A few weeks ago, I ran my first 5k. I hate running, I have always hated running, but I wish I was a runner. I made the unfortunate mistake of mentioning this to a runner friend of mine. He has been on me for the last two months about getting out and running and to sign up for a 5k. In an effort to make him leave me alone, I finally signed up and began running several days per week. I prefer to run on a treadmill because it’s easier, but I knew the 5k was going to be outside. Therefore, while training I ran outside one or two days per week. Another two or three days per week, I would run on the treadmill. On the other days, I either walked, did the elliptical, or rested. I loved having low impact days because I have an old knee injury that would sometimes nag at me. Rest days were also very important, especially in the beginning or when I upped my mileage. My muscles were definitely sore. To recover and build my muscles, I made sleep a priority. The body needs to recharge, so giving myself some rest was vital.
I preferred to run in the mornings, so whatever I ate for dinner the night before was my fuel. I stayed away from fried foods and simple carbs which made me feel heavy and a little sick. I also didn’t eat just a boring lettuce salad. If I did, I wouldn’t have enough calories to go as far as I needed to. Delicious complex carbs and protein is what I stuck with. I also included healthy plant fats and vegetables. On the off chance I didn’t get enough food, or the right food, the night before, I would grab a bit of fruit for some energy. A few grapes or a glass of orange juice gave me enough energy for the run.
On my first run I couldn’t do .6 miles without burning out. But I ran 3.1 miles in 33:33. I was very nervous on race day. I arrived early to give myself plenty of time to work myself into a tizzy then calm down and focus on the task at hand. I picked up my packet, got my t-shirt, and pinned my on bib. When pinning, I read the instructions. Mine said it had to be on the front of the body, facing out, right side up. I warmed up using dynamic stretching and smiled at all the cute kids and dogs running around. I also recommend you check out the tents and jam to the music being played to help get you hyped. I didn’t, but I was there alone and too embarrassed to let loose.
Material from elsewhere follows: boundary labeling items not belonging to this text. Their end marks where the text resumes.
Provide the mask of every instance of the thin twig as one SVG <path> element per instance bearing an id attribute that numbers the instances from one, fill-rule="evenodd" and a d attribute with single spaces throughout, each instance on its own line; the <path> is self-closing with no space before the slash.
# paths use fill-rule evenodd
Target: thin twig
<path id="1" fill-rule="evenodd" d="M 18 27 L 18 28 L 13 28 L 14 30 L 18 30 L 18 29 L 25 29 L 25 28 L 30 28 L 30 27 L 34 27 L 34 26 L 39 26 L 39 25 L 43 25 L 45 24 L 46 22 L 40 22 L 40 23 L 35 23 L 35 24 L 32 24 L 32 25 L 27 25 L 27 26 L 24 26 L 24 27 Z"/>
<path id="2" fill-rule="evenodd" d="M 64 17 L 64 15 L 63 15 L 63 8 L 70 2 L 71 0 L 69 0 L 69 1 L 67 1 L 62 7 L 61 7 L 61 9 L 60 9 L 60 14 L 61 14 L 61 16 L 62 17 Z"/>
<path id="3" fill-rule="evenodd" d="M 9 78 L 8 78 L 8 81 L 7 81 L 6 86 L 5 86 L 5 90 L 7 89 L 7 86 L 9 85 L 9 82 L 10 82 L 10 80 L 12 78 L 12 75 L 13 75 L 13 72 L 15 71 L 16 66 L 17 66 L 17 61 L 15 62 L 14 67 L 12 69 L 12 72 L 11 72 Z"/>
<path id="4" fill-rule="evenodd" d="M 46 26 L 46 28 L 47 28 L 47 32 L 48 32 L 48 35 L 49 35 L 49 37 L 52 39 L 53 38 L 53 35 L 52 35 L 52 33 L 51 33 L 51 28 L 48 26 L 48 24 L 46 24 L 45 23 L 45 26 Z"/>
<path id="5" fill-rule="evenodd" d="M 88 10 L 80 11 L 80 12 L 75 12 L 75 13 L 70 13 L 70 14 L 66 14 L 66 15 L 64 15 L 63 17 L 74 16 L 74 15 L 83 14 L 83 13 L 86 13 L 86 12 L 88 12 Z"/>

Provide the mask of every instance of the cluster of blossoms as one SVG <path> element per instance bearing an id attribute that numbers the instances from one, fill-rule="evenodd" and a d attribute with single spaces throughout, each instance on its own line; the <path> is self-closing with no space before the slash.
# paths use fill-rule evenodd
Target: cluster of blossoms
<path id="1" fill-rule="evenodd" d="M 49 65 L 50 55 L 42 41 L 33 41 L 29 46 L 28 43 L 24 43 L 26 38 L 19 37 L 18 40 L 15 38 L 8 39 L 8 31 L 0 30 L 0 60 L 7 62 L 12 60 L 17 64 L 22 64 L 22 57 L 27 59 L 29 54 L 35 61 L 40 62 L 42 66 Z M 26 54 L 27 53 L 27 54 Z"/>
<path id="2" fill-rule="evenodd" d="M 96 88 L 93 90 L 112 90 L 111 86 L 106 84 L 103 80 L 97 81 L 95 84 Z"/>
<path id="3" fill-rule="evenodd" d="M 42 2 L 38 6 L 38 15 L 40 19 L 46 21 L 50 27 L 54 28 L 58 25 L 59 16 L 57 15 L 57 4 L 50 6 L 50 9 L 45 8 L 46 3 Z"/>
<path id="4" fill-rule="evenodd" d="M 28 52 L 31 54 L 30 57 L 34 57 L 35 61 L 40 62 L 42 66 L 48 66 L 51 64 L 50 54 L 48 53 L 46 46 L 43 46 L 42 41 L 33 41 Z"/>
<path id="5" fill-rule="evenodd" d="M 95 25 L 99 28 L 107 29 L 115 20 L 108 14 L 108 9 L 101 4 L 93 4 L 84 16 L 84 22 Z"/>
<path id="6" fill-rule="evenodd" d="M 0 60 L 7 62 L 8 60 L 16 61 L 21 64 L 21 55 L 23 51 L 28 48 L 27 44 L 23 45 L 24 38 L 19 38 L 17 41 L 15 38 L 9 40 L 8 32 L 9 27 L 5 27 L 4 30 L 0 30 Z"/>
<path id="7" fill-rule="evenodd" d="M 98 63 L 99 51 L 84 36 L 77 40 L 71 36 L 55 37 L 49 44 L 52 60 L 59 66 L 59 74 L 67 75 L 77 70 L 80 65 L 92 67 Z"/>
When it comes to lining up, I chose the middle. I’m not an expert runner, nor am I complete beginner. I kept my muscles loose so when the race started, my legs were ready. Like most first timers, I went too fast in the beginning and I didn’t rehydrate at the station. I would say those are my two biggest mistakes. Another observation of myself and my personality that I will take into my next race, is I don’t determine the weather or the trail. There were small hills and it was very windy. I let these environmental factors slow me down, when I should have persevered. I was pleased to see the finish line and I pushed myself to finish strong. Tip: when you finish it is good to walk around a bit to let your muscles cool down. Oh and a tip I didn’t know I needed was to remember where you park. I walked around for about as long as my race because I couldn’t find my car in the parking garage.
After the race and I returned home, I ate…a lot…of carbs. I enjoyed my race and I was very proud of myself. I’m also pleased to say my running accountability partner was proud of me, too. So proud in fact, I have just signed up for my first 10k at his insistence. I’m nervous because it’s longer, in the city, and there will be a lot of people there. But I’m going to start training tomorrow and will be ready come race day!